Case study

KJ’s Games

A live games site I’m building as a proper ‘ship things’ playground: two card games live with accounts + analytics/events, and a tower defence game currently cooking.

KJ’s Games · 2026 - present · Product owner, developer, and delivery lead

ProductAnalyticsEvent TrackingAI-assisted implementationGame LogicStagingConsentSEODelivery

Goals

  • Ship a real product and iterate in small, repeatable releases
  • Instrument meaningful analytics/events so I’m improving based on behaviour, not vibes
  • Build state-heavy game logic that stays readable and maintainable
  • Keep it fun and sustainable (because I actually want to keep working on it)

Constraints

  • Solo delivery with limited time windows
  • Balance experimentation with maintainability (no ‘prototype forever’ debt)
  • Analytics and release processes needed to stay lightweight and repeatable
  • Staging and production required strict behaviour separation

Problem

I wanted a low-risk place to practise proper delivery under real conditions — not just ‘it works locally’. That meant real deployments, real routing, real analytics/events, accounts, and a codebase I can keep extending without it turning into a haunted house.

Approach

Phase 1: Platform + environment foundations - Set up a clean delivery flow through DigitalOcean App Platform and Cloudflare. - Implemented staging safety: noindex + tracking suppression.

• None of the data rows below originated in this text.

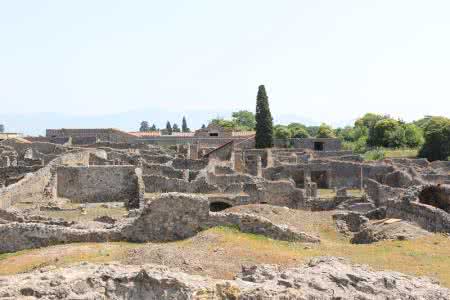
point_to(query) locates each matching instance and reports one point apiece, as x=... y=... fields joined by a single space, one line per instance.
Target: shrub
x=375 y=154
x=437 y=139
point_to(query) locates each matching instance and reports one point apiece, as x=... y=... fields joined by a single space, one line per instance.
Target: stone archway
x=435 y=195
x=218 y=206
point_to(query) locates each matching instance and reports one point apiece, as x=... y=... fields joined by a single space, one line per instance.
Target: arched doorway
x=218 y=206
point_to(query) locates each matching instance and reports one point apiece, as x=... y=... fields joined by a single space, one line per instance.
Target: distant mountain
x=36 y=123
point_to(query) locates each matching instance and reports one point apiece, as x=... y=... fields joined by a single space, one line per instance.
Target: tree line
x=431 y=134
x=145 y=127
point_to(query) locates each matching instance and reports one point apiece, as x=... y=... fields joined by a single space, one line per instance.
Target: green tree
x=369 y=120
x=282 y=132
x=175 y=128
x=298 y=130
x=264 y=125
x=184 y=126
x=144 y=126
x=227 y=124
x=386 y=133
x=413 y=136
x=244 y=119
x=437 y=139
x=168 y=128
x=325 y=131
x=312 y=130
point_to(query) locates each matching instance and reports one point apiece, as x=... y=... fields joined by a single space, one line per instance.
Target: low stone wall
x=259 y=225
x=191 y=164
x=166 y=171
x=381 y=194
x=157 y=159
x=40 y=184
x=426 y=216
x=161 y=184
x=98 y=183
x=19 y=236
x=169 y=217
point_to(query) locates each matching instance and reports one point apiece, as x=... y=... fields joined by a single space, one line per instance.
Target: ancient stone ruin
x=174 y=192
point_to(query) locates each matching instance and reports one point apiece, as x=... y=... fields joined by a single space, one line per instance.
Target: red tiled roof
x=187 y=134
x=243 y=133
x=145 y=134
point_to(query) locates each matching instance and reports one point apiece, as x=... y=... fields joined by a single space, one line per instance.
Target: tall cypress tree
x=264 y=126
x=169 y=128
x=184 y=127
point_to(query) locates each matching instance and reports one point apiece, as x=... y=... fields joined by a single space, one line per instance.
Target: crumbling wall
x=98 y=183
x=169 y=217
x=40 y=185
x=381 y=194
x=426 y=216
x=191 y=164
x=163 y=170
x=259 y=225
x=19 y=236
x=161 y=184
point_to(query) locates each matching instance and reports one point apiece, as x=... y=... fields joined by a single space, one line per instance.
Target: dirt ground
x=221 y=251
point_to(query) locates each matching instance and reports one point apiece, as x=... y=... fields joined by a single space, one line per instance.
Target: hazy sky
x=325 y=60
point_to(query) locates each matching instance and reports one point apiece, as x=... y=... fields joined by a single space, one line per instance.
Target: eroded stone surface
x=321 y=278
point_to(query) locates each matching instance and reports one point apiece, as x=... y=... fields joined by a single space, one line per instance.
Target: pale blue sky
x=325 y=60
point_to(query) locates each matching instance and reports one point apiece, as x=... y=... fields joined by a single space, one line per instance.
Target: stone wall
x=381 y=194
x=166 y=171
x=426 y=216
x=169 y=217
x=329 y=144
x=19 y=236
x=40 y=184
x=191 y=164
x=335 y=173
x=161 y=184
x=259 y=225
x=98 y=183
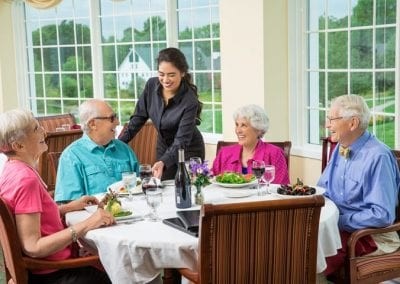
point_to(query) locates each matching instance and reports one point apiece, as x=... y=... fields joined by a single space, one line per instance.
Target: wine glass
x=129 y=181
x=194 y=163
x=258 y=168
x=269 y=175
x=145 y=171
x=154 y=199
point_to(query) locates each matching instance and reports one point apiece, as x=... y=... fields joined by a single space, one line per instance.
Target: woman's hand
x=98 y=219
x=80 y=203
x=158 y=169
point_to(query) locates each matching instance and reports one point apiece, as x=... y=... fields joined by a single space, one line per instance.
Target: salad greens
x=234 y=178
x=122 y=213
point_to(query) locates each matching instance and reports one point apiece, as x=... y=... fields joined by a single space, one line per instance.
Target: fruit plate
x=234 y=185
x=274 y=190
x=240 y=193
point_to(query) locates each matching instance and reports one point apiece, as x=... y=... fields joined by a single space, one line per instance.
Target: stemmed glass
x=154 y=199
x=145 y=171
x=258 y=168
x=194 y=162
x=269 y=175
x=129 y=181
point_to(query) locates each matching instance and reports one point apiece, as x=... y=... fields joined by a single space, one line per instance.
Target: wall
x=8 y=82
x=254 y=62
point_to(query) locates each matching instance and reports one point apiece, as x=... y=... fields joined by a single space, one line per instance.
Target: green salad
x=122 y=213
x=234 y=178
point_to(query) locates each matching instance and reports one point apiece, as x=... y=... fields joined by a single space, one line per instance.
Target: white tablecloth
x=137 y=253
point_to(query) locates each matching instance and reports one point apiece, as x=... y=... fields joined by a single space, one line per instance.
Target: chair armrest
x=37 y=264
x=189 y=274
x=356 y=235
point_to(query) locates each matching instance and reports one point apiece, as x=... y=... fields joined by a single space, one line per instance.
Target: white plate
x=168 y=182
x=116 y=186
x=239 y=193
x=125 y=217
x=91 y=208
x=274 y=190
x=234 y=185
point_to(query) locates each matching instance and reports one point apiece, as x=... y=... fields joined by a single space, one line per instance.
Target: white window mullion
x=21 y=56
x=172 y=23
x=397 y=78
x=95 y=38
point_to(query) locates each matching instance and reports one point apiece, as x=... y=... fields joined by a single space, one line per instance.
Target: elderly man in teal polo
x=97 y=159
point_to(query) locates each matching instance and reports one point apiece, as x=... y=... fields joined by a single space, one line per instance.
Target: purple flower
x=201 y=173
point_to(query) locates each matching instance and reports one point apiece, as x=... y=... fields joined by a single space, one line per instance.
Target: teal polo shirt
x=86 y=168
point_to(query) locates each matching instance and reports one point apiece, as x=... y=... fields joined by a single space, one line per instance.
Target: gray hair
x=13 y=127
x=353 y=105
x=87 y=111
x=256 y=115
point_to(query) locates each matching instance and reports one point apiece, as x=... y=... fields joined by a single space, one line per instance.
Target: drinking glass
x=194 y=162
x=154 y=199
x=129 y=181
x=145 y=171
x=149 y=183
x=258 y=168
x=269 y=175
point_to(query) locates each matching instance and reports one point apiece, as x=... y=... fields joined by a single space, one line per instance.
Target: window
x=351 y=49
x=107 y=49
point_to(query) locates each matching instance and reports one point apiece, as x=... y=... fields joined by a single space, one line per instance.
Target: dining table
x=136 y=250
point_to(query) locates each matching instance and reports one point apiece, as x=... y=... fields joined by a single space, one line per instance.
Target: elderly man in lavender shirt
x=362 y=178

Phase 2: Core app structure + routing - Established route and component patterns for incremental growth. - Put the basics in place so adding games doesn’t mean rewiring the whole app.

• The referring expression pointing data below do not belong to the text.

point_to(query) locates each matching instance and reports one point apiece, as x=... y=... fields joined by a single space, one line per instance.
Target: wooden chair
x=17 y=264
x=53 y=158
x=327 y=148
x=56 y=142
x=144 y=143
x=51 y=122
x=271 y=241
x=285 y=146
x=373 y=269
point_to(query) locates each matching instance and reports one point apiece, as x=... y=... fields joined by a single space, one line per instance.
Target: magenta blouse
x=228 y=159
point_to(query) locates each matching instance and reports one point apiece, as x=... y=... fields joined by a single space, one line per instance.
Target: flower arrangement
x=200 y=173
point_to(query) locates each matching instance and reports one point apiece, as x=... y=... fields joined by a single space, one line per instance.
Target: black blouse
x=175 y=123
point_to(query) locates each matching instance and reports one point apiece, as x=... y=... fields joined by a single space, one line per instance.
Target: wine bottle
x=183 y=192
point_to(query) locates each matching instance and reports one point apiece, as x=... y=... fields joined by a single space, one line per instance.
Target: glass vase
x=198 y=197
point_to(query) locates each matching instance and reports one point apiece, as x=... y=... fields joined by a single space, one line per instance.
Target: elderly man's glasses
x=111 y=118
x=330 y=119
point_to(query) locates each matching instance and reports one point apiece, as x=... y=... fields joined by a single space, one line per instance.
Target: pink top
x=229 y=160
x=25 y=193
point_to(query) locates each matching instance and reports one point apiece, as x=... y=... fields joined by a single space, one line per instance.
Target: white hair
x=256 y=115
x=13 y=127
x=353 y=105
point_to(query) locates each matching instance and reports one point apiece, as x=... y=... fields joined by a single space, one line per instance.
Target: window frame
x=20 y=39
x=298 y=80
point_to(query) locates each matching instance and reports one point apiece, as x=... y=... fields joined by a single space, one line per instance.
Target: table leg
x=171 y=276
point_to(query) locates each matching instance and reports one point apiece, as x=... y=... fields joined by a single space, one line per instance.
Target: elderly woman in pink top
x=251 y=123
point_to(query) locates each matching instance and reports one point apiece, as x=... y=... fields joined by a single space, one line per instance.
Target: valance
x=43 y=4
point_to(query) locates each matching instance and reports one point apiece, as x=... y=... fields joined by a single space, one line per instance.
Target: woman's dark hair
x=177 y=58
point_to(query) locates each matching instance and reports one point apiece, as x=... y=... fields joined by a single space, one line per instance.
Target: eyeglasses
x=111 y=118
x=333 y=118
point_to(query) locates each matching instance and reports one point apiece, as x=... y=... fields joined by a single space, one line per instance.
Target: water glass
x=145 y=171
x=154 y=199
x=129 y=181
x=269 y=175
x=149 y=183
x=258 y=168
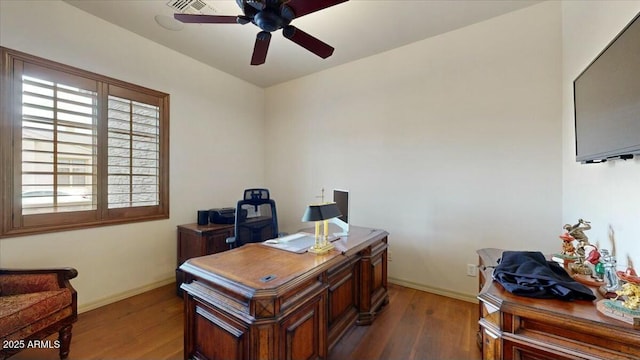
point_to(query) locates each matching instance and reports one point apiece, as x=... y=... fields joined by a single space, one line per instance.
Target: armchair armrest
x=22 y=281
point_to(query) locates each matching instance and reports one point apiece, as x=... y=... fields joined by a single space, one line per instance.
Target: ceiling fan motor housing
x=271 y=20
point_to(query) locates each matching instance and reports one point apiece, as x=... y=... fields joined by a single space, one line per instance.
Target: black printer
x=222 y=216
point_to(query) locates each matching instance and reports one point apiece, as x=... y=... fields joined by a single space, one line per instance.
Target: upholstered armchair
x=35 y=304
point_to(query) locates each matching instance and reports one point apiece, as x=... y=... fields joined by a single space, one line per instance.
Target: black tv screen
x=607 y=100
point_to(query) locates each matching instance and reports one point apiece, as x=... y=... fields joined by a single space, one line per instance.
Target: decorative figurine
x=631 y=292
x=567 y=244
x=612 y=283
x=577 y=230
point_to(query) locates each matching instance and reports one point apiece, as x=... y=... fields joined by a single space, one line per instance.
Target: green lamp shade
x=321 y=212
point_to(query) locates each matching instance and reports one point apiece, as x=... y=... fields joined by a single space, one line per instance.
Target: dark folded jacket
x=528 y=273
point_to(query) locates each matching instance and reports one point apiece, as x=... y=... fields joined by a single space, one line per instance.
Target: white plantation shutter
x=79 y=150
x=58 y=143
x=134 y=153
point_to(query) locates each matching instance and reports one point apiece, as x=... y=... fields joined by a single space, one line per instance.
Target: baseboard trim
x=123 y=295
x=434 y=290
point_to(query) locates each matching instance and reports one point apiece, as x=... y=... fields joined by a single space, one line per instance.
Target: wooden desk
x=198 y=240
x=516 y=327
x=258 y=302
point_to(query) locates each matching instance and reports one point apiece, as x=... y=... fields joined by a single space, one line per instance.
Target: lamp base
x=321 y=248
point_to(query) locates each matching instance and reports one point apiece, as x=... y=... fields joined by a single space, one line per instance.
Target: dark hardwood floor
x=415 y=325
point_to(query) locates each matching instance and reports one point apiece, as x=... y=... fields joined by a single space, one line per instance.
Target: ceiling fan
x=269 y=16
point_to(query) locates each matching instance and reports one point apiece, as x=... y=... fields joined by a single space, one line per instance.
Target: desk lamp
x=321 y=213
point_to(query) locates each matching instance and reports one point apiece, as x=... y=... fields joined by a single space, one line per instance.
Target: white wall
x=210 y=110
x=607 y=194
x=451 y=144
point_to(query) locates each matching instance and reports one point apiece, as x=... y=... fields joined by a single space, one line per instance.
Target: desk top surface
x=261 y=267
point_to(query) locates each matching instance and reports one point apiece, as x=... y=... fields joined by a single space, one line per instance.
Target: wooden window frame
x=12 y=221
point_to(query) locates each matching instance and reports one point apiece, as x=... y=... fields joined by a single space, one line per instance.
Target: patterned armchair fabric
x=35 y=304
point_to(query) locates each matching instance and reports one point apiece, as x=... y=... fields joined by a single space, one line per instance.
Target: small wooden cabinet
x=517 y=327
x=198 y=240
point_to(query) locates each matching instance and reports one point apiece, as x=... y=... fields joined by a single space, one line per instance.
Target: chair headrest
x=256 y=194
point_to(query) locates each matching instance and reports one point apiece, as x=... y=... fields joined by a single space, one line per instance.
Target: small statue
x=567 y=244
x=577 y=230
x=631 y=292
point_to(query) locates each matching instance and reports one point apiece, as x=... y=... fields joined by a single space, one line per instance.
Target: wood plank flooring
x=415 y=325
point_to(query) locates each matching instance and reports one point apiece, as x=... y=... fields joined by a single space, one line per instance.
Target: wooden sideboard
x=516 y=327
x=198 y=240
x=259 y=302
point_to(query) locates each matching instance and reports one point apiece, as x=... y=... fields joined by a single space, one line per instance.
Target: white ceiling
x=356 y=29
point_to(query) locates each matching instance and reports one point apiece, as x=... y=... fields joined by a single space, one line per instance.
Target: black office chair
x=256 y=218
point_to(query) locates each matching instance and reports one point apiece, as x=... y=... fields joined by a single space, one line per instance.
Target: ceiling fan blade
x=206 y=19
x=257 y=4
x=307 y=41
x=260 y=48
x=304 y=7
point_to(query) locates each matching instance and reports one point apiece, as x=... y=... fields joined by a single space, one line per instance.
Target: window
x=81 y=149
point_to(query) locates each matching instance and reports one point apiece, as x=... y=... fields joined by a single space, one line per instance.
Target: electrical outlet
x=472 y=270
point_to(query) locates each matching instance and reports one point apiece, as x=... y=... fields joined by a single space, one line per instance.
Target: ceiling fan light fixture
x=169 y=22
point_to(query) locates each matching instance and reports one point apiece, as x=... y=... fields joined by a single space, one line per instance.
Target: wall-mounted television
x=607 y=101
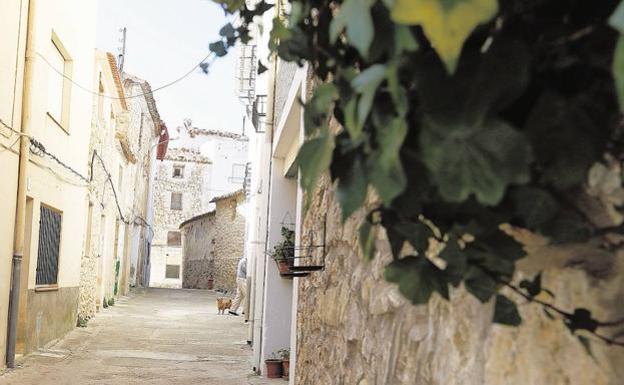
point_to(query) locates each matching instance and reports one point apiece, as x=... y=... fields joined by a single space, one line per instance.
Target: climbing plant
x=462 y=115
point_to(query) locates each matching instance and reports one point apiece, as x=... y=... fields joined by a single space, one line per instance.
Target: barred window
x=174 y=238
x=49 y=246
x=176 y=201
x=172 y=271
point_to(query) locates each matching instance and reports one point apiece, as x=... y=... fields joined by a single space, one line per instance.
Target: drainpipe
x=271 y=131
x=20 y=212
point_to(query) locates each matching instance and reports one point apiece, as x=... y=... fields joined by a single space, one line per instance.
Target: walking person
x=241 y=285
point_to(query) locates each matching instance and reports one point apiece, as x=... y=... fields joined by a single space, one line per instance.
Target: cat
x=223 y=304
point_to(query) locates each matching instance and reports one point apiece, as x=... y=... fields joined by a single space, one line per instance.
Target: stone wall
x=229 y=240
x=198 y=249
x=213 y=245
x=355 y=328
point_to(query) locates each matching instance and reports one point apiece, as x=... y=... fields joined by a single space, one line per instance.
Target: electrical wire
x=198 y=65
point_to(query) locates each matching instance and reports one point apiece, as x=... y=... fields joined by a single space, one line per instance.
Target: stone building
x=178 y=195
x=124 y=132
x=39 y=46
x=213 y=243
x=345 y=324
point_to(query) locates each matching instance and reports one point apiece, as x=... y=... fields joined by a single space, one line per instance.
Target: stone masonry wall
x=354 y=328
x=198 y=249
x=229 y=241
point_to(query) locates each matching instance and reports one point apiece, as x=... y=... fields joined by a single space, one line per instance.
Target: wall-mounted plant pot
x=274 y=368
x=283 y=265
x=286 y=368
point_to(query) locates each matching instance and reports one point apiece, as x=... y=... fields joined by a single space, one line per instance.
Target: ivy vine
x=462 y=115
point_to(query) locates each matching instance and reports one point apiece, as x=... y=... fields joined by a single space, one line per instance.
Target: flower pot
x=285 y=367
x=283 y=266
x=274 y=368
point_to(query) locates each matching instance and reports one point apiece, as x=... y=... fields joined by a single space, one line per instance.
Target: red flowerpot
x=283 y=266
x=286 y=367
x=274 y=368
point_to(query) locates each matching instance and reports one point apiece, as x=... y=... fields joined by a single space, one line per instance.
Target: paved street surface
x=154 y=336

Phase 3: Accounts + persistence - Added accounts so gameplay can be tied to a user (not just a device). - Kept it practical: sign in, play, track.

Phase 4: Consent + analytics/events - Added GTM/GA4 behind consent checks. - Defined events around gameplay actions so I can spot friction and prioritise improvements.

Phase 5: Iteration loops + ‘keep it shippable’ discipline - Shipped in small increments with cleanup passes. - Used analytics signals + my own playtesting to shape the backlog.

Implementation highlights

  • Two card games live with state-heavy interaction logic and edge-case handling
  • Accounts-enabled experience so progress and usage can persist across sessions/devices
  • Consent + environment gating so analytics behaves responsibly (and staging stays clean)
  • Event tracking aligned to gameplay and engagement (the stuff that actually informs decisions)
  • A repeatable release workflow that supports fast iteration without panic deploys

Challenges

  • Keeping momentum without sacrificing code clarity (solo projects love to drift)
  • Choosing where AI acceleration helps vs. where manual implementation is safer
  • Keeping analytics useful without over-instrumenting everything
  • Designing game logic that feels solid without it turning into spaghetti

Results

  • A live platform with two playable card games and accounts support
  • Higher confidence in end-to-end delivery: build → deploy → measure → iterate
  • A practical analytics baseline for roadmap decisions based on behaviour
  • A solid foundation for the tower defence game and future experiments

What I'd do next

  • Expand the event taxonomy into a simple funnel + retention view
  • Add lightweight release notes so changes are trackable over time
  • Harden the game-state layer with more automated tests around edge cases
  • Polish UX/accessibility pass across menus, modals, and gameplay controls

How AI helped

ChatGPT helped me keep the work in sensible slices (so it didn’t become a never-ending refactor) and sanity-check trade-offs like ‘ship now vs. clean it up first’. Codex was best for the heavy lifting and consistency: implementing repeatable patterns, doing cleanup passes, and helping me move faster without the project turning into a mess. AI made me quicker, not careless — the quality bar is still manual.